Population A: Ro= 0.94 Population is declining Population B: Ro= 0.88 Population is declining Population C: Ro= 5.47 Population is growing

Age-specific surviorship and fecundity play an interactive role in determining population growth because they provide information about the amount of individuals that survive from birth to perhaps, age of ability to reproduce, and the fecundity is the ability to produce offspring. So without surviving after birth and being able to produce offspring then we wouldn’t have an increasing population.

Question 10

Population A: Generation time 3.36, Intrinsic rate -0.04 Population B: Generation time 5.84, Intrinsic rate -0.02 Population C: Generation time 3.93, Intrinsic rate 0.43 The average age between parents and offspring when comparing the populations is about 4.37 (I took the mean of the generation times). Since the generation time is consistently greater than zero this means that the organisms are longer lived.

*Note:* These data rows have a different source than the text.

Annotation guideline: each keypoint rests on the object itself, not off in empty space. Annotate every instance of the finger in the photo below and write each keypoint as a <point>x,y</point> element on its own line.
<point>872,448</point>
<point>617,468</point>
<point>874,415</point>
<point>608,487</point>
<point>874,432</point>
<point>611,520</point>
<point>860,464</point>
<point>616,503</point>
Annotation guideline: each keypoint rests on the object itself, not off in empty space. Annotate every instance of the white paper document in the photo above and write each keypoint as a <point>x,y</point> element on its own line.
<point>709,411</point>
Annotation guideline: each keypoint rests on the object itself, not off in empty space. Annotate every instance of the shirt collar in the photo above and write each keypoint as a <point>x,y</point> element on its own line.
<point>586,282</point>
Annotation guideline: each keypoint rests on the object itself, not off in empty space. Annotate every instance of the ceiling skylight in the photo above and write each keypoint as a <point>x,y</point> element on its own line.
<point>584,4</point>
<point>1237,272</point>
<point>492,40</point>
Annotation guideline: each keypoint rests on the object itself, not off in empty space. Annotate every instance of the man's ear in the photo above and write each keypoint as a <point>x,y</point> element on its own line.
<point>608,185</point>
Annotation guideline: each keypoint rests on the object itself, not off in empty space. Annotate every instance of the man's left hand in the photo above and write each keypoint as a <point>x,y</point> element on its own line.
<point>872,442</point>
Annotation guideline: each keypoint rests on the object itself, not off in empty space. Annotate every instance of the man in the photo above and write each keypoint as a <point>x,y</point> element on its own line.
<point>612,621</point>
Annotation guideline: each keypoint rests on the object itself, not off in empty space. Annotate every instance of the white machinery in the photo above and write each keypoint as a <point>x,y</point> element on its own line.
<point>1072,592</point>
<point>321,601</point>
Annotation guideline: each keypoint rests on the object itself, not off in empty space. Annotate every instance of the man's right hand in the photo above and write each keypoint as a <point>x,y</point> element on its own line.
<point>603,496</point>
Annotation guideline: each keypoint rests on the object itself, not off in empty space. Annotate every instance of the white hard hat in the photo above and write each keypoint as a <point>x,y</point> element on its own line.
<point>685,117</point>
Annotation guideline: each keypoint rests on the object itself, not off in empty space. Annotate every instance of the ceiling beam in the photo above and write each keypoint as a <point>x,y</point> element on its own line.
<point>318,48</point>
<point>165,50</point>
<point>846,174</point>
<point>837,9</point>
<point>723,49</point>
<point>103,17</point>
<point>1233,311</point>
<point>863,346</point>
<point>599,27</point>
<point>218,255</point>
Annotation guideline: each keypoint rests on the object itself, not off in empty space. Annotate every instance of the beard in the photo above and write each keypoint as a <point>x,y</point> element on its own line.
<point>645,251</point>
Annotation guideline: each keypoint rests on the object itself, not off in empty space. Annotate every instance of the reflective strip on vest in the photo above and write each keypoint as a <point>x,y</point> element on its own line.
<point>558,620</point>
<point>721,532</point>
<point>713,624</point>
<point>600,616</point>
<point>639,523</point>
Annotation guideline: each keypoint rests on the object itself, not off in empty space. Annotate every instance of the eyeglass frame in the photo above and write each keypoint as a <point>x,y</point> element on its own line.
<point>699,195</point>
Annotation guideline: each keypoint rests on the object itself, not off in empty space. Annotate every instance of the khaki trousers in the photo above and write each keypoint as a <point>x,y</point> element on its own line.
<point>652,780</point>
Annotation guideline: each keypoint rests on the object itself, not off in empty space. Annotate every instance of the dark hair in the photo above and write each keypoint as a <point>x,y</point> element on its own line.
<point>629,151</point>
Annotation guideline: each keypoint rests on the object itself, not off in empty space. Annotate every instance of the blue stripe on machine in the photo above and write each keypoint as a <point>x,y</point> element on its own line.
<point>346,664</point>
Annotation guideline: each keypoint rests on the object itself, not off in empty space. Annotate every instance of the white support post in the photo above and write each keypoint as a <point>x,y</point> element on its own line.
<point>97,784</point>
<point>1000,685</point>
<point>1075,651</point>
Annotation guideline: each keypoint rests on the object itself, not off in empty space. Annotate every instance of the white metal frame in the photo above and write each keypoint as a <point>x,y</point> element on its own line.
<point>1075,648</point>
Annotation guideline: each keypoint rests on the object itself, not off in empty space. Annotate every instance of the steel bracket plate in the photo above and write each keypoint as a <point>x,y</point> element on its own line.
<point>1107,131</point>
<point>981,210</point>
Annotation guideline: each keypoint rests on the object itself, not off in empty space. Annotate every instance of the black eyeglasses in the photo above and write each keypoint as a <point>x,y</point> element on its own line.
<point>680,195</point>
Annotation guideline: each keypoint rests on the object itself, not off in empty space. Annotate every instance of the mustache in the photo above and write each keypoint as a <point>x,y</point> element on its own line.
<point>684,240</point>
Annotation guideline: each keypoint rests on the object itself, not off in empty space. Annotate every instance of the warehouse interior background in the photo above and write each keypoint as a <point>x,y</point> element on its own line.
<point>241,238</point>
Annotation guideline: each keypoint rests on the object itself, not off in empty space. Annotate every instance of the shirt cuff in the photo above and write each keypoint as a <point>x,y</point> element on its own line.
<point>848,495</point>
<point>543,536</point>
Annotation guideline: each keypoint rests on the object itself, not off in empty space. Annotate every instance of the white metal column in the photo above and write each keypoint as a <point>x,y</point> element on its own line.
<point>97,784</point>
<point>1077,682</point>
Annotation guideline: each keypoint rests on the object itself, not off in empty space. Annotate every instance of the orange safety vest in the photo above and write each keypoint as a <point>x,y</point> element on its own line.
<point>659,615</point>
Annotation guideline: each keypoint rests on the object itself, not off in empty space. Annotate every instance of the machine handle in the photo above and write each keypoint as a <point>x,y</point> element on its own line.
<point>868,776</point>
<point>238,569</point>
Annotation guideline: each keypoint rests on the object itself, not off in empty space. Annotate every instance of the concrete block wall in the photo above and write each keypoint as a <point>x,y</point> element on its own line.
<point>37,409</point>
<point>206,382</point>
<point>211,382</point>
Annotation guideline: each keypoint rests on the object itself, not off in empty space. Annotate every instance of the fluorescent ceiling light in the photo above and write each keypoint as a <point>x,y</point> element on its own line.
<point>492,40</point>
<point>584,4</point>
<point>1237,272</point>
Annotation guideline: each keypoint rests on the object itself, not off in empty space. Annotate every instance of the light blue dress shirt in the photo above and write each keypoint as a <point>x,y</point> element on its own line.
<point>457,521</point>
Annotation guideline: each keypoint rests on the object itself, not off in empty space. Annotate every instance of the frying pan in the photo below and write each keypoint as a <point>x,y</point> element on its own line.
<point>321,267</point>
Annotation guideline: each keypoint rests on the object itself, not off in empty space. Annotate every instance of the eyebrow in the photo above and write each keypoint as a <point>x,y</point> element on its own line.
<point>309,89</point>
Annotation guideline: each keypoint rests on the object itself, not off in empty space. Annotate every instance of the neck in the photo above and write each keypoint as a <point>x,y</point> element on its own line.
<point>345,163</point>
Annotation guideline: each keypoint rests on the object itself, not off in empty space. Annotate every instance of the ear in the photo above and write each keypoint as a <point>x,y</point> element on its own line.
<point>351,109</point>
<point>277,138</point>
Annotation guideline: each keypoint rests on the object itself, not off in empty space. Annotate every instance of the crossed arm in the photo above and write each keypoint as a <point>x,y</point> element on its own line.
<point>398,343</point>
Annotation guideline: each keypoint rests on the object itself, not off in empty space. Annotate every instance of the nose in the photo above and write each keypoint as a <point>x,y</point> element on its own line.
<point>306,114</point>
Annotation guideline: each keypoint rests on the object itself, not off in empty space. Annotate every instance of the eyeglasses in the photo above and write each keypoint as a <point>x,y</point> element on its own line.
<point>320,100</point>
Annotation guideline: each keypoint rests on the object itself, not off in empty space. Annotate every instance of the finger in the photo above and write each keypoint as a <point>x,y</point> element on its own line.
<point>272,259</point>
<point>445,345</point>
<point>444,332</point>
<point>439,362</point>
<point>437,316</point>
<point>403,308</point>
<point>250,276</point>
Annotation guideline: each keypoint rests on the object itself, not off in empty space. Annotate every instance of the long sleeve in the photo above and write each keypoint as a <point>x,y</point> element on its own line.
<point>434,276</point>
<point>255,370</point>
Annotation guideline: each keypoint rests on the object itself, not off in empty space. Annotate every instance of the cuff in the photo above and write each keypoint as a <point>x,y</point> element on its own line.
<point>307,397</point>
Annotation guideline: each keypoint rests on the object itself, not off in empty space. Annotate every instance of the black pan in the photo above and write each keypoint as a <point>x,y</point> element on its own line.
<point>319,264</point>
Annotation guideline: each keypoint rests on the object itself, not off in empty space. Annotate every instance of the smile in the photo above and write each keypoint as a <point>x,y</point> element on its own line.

After 100 generations with exponential growth, the expected population size for Population A is 1.787807e+110, Population B is 4.382908e+71, Population C is 8.880603e+100

Question 11

From a conservation biology perspective, life tables can be used for population growth intervention because it provides data about the organisms life such as how quickly it reproduces, what age it reproduces at, how long do they normally live for, and all of this information can be used to help us understand at which point in the organisms life is it critical for us to monitor and help conserve the population. Without knowing the different survivorship curves of species we wouldn’t be able to make sceitnifcally-based adaptive management decisions.